Updated: May 21, 2025 at 14:33 EST
Following the conclusion of the Content Incident Protocol, GIFCT is issuing the following summary of actions related to this event.
At 10:13 Eastern Daylight Time on May 20, 2025, the Global Internet Forum to Counter Terrorism (GIFCT) activated the Content Incident Protocol (CIP) within its Incident Response Framework in response to a stabbing attack in Pirkkala, Finland, and took the following steps:
- Identified early reports of offline-violence and perpetrator-produced online content present on member platforms. GIFCT contacted relevant member platforms on which the perpetrator-produced content was discovered, and began to assess the situation against our Incident Response Framework criteria.
- Alerted all GIFCT member companies that the CIP had been activated. By this time, in line with our Incident Response Framework, communications were already underway between GIFCT and its member companies to share situational awareness about the offline violence in order to prepare for the potential that the event met the criteria to activate the CIP.
- Enabled GIFCT members to share hashes of the perpetrator-produced content depicting the attack and the perpetrator’s published manifesto.
- GIFCT members engaged in platform-specific enforcement operations, identifying and reviewing content in line with their respective terms of service, including instances of the content shared in a range of contexts.
- GIFCT notified the affected government (Finland), notified the Independent Advisory Committee, and alerted key partners, including the European Union Internet Forum and Europol, about the activation of the CIP.
At 12:39 EDT on May 21, 2025, GIFCT concluded the activated CIP based on the assessed conclusion of the offline violent event and feedback from members on the level of attempts to upload new versions of the violating content on member platforms.
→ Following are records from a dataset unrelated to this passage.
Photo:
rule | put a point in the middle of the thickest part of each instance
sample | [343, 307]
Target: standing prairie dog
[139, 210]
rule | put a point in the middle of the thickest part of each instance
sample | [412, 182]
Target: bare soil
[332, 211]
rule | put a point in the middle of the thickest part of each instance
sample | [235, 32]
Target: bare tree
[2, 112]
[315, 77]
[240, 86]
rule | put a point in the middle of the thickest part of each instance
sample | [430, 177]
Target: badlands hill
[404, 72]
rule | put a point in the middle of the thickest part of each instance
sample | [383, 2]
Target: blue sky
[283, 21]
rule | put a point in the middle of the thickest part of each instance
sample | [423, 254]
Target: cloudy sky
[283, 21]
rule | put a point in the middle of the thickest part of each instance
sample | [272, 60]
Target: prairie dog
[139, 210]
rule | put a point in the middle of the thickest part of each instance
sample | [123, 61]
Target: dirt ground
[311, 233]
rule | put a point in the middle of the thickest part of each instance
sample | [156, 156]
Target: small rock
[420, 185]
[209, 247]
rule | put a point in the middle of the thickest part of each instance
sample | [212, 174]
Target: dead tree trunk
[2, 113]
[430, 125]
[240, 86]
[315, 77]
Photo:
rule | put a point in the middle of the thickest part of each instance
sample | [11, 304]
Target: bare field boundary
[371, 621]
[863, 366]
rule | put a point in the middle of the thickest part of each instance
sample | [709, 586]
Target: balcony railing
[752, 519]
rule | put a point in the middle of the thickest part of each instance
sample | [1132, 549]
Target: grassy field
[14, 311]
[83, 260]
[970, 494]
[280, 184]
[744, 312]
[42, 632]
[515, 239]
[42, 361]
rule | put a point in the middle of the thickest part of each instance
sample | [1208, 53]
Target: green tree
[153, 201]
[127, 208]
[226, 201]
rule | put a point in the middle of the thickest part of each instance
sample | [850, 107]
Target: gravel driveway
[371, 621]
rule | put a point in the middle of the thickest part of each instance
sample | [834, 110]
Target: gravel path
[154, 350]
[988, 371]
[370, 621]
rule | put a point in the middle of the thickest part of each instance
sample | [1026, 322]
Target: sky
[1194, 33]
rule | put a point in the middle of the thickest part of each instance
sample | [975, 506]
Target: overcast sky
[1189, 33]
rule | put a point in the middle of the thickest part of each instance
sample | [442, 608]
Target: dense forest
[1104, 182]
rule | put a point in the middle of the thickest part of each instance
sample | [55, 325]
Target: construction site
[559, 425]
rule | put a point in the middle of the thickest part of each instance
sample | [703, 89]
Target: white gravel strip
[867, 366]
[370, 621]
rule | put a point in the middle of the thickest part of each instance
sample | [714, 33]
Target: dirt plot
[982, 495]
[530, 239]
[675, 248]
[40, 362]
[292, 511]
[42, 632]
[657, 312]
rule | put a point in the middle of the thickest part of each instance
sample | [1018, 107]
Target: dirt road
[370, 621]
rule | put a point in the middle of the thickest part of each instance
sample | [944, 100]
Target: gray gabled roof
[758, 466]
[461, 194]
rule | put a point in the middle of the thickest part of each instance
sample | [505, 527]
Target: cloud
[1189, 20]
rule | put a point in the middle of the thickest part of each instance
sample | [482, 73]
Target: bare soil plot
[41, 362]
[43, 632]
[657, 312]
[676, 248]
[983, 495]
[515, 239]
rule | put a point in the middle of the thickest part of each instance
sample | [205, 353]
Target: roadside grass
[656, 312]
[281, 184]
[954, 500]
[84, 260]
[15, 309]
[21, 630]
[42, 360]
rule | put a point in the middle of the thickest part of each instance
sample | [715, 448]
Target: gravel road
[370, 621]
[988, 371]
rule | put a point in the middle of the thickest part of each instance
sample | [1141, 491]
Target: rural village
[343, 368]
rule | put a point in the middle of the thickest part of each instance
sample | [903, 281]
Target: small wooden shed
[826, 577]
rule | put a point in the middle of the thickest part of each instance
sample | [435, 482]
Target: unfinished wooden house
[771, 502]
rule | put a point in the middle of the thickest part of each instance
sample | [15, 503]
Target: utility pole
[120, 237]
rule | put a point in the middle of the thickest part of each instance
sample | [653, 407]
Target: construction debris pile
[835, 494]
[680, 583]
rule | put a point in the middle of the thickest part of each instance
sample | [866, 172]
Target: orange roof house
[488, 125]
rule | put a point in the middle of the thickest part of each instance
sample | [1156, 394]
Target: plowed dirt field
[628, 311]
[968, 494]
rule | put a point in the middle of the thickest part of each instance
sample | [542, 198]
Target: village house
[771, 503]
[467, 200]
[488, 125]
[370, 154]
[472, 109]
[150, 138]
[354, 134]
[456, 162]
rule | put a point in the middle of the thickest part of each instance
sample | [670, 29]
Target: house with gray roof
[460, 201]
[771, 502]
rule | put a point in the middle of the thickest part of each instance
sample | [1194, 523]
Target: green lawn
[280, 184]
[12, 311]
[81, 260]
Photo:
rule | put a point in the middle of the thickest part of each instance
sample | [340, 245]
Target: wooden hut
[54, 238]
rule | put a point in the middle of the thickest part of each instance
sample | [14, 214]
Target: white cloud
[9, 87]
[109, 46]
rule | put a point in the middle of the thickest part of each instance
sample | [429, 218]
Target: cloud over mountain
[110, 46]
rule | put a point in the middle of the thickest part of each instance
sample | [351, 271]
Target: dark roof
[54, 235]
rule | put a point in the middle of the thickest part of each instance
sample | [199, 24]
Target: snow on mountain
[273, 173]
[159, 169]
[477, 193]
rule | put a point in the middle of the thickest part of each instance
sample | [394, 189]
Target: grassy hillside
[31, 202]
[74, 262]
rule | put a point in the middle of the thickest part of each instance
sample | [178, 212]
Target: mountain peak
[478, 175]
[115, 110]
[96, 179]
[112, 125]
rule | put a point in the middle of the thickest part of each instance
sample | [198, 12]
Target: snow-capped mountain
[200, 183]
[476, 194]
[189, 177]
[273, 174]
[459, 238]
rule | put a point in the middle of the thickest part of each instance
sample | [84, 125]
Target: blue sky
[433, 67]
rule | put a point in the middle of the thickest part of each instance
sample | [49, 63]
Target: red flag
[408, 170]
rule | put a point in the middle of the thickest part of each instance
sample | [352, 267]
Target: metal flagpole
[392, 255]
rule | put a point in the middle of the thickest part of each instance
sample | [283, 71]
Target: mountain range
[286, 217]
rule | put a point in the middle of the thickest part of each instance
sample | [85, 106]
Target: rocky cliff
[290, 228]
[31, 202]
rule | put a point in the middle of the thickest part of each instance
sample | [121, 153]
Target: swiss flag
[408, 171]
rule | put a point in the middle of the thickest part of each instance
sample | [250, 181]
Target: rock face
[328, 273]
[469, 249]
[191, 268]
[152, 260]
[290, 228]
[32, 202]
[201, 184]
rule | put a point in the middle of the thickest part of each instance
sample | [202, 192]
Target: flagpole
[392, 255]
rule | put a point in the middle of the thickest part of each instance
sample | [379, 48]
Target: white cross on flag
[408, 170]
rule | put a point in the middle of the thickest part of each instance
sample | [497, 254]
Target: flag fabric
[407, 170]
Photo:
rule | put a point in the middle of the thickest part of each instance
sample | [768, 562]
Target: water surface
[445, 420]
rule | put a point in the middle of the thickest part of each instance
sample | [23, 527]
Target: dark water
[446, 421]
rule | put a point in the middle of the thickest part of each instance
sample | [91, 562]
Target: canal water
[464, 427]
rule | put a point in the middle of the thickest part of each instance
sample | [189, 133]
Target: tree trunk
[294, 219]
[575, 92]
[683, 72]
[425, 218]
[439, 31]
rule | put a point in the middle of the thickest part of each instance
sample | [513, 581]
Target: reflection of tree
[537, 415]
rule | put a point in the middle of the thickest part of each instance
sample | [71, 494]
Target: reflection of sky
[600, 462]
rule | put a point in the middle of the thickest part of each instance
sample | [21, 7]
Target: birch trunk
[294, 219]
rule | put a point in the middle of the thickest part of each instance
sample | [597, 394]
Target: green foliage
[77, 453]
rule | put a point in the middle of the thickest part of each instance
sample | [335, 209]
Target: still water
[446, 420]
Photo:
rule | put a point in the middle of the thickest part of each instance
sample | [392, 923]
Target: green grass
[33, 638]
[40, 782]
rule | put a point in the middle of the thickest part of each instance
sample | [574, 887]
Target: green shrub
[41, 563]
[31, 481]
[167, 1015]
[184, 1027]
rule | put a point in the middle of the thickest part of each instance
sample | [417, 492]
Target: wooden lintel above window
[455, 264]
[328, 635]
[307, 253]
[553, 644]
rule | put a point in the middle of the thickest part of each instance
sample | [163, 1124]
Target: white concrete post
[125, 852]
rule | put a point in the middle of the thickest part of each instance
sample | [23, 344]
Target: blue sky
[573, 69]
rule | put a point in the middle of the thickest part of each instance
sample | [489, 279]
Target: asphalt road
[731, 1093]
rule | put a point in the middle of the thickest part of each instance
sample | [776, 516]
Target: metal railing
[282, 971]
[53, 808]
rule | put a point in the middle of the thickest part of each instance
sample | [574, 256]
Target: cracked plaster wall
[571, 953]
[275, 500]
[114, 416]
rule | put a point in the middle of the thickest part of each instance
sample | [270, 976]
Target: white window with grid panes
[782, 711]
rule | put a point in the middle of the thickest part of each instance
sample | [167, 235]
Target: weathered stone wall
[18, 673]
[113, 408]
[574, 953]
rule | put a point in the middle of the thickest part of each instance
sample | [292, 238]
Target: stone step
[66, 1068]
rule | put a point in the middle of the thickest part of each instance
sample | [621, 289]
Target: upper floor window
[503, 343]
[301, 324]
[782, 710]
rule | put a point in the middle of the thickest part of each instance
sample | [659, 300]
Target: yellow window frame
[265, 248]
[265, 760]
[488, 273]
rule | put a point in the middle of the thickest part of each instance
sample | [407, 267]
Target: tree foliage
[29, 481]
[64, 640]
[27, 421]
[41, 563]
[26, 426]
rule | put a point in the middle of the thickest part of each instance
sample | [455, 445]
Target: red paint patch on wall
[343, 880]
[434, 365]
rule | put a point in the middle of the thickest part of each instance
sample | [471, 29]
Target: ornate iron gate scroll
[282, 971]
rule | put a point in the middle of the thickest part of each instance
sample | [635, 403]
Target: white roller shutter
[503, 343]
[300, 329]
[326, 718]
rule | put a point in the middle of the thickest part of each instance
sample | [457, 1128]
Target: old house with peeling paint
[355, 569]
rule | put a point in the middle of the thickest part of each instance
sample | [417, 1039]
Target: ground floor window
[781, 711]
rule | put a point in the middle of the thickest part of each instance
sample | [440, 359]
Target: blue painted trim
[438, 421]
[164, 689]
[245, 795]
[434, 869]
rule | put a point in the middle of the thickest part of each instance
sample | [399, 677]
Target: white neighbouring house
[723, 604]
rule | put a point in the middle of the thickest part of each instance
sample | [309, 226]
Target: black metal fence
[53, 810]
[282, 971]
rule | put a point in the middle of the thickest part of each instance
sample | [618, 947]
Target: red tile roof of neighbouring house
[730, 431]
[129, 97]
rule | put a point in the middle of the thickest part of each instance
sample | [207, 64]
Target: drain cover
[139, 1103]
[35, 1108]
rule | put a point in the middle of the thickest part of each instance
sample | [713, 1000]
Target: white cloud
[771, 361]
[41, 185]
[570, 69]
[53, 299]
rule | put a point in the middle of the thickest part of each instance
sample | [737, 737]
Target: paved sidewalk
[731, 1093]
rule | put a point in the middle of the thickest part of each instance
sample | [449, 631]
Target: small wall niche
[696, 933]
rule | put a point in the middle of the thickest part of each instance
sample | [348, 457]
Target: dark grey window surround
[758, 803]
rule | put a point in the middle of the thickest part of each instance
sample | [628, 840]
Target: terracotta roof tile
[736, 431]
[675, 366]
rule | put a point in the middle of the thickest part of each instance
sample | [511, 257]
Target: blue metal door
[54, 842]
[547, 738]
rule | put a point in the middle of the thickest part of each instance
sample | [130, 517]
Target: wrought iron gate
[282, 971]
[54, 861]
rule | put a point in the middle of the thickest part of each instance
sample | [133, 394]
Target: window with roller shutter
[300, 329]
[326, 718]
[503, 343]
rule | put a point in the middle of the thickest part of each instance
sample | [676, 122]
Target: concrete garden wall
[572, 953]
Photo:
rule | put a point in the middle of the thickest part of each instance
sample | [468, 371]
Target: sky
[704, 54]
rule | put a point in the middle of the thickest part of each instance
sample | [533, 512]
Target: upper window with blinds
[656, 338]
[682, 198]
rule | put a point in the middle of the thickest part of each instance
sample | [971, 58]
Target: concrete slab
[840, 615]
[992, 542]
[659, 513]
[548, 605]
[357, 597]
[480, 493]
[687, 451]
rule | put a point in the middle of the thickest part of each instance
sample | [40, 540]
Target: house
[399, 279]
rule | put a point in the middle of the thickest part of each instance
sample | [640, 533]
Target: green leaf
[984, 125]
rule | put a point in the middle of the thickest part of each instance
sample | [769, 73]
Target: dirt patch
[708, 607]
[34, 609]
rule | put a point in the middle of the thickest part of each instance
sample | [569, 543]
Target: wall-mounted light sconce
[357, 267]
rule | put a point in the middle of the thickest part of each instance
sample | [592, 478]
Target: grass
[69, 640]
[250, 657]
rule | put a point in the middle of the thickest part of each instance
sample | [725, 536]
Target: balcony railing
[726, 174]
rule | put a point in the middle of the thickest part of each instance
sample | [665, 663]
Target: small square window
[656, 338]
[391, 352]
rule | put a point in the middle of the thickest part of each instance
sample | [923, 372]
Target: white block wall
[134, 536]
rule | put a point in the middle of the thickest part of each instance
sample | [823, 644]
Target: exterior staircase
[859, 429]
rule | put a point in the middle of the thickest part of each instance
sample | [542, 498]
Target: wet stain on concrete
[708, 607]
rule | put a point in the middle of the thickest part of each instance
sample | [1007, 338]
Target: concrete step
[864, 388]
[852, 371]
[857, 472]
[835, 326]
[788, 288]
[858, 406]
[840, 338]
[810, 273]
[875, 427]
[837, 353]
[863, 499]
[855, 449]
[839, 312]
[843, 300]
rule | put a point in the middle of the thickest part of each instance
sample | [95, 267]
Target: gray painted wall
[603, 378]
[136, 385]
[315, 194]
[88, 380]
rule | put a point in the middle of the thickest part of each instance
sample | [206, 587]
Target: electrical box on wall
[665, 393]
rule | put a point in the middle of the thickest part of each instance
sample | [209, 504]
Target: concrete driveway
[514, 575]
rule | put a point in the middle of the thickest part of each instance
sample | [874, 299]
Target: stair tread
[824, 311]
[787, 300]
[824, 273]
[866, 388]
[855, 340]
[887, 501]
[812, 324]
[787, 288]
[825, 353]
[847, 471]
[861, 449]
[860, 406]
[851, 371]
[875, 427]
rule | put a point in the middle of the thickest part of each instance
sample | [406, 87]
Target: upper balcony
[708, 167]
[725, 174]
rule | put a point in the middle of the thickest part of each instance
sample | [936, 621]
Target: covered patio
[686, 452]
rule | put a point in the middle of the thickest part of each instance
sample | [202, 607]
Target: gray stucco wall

New hashes of the perpetrator-produced content may be added to GIFCT’s hash-sharing database as members identify and share them.
We can currently provide the following information from this event:
- Between when GIFCT activated the CIP at 10:13 EDT on May 20, 2025 and its conclusion at 12:39 EDT on May 21, 2025, members added 53 signals, all of which were hashes of video content, to the GIFCT hash-sharing database.
After concluding the CIP, GIFCT will convene multi-stakeholder debriefs with our members and community to review the steps taken as part of the response and identify lessons and improvements to be made. Our thoughts remain with the victims and affected communities.
Ongoing Work:
In order for GIFCT and its members to further refine and strengthen our efforts, we continue to test our protocols and mature our Incident Response Framework, including the CIP.
The Global Network on Extremism and Technology (GNET), the academic research network funded by GIFCT, will contribute insights in response to this attack and will continue to provide research from experts on issues and questions related to violent extremist behaviors and technologies.
Individual member companies will still continue their own operational efforts in alignment with their terms of service despite the deactivation of this CIP. GIFCT is continuing collaborative efforts with member companies, and may consider seeking reactivation of this CIP if member companies report a substantial rise in the spread of the corresponding perpetrator-produced content.
First Published May 20, 2025 11:26 EST
At 10:13 EDT on May 20th, 2025, the Global Internet Forum to Counter Terrorism (GIFCT) activated its Content Incident Protocol (CIP) in response to the stabbing attack in Pirkkala, Finland.
The CIP was activated based on information available at the time, which met the criteria for activation of our Incident Response Framework, including the following:
- The existence of a video of the violent event, produced by the perpetrator, and related materials,
- The content depicted attempted murder, and
- The content appeared on multiple GIFCT member platforms, and was broadly available online so that wider distribution appeared inevitable.
GIFCT member platforms have been alerted to the incident and can take action following their terms of service and platform policies. As a result of the CIP activation, hashes corresponding to the perpetrator-produced livestream content depicting the violent extremist event, in video and image form, qualify to be added to the GIFCT hash-sharing database. Versions of the perpetrator’s manifesto also qualify to be added to the database. This enables other GIFCT members to identify whether the same content has been shared on their platforms and address it in accordance with their respective platform policies.
As per our protocol, our key stakeholders have already been notified. We are working with our members and partners to monitor developments, and we will update this post to provide further information as needed. Our thoughts are with the victims and affected communities at this time.